Posted Oct 6, 2017 by Martin Armstrong
The European Union has ordered AMAZON to pay about 250 million euros ($294 million) in taxes to Luxembourg, saying it was given an unfair tax advantage from 2003 because it paid less than they would have paid in France or Germany. The EU is retroactively changing taxes. This is a sure fire way of telling companies to get out of Europe. If no matter where you build your plant, if you would have been paying a higher tax in France or Germany, the EU says that is not fair and you have to pay more in BACK TAXES.

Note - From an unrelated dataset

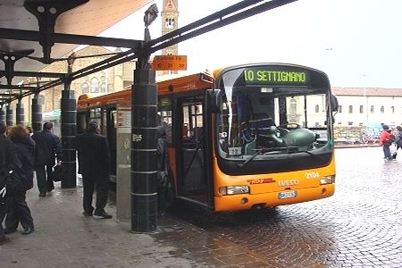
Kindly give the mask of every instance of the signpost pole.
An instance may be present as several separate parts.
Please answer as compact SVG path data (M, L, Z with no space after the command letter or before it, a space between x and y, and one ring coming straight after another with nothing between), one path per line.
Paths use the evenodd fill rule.
M150 40L147 27L156 18L153 4L146 12L145 45ZM156 113L157 88L155 71L148 63L145 46L138 52L131 88L131 230L149 232L156 230Z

In restructuring companies, taxes were always NUMBER ONE after Country Risk. The EU has just made Country Risk paramount. Honestly, I would have to advise companies NOT to set up shop inside the EU. Best to go to the UK and pay any tariff than to be retroactively taxed because the EU is broke. This is introducing a whole new Country Risk into the mix. The EU is becoming a no-go-zone for business. You cannot retroactively change laws no less go back almost 15 years in search of more money.
Can you imagine if congress changes the tax rate and then says it is to be applied backward for your entire life? Politicians are just insane. It’s time to reboot the entire political-economic system. We cannot keep doing this!
It is now too risky to business in Europe for they are changing the rules retroactively.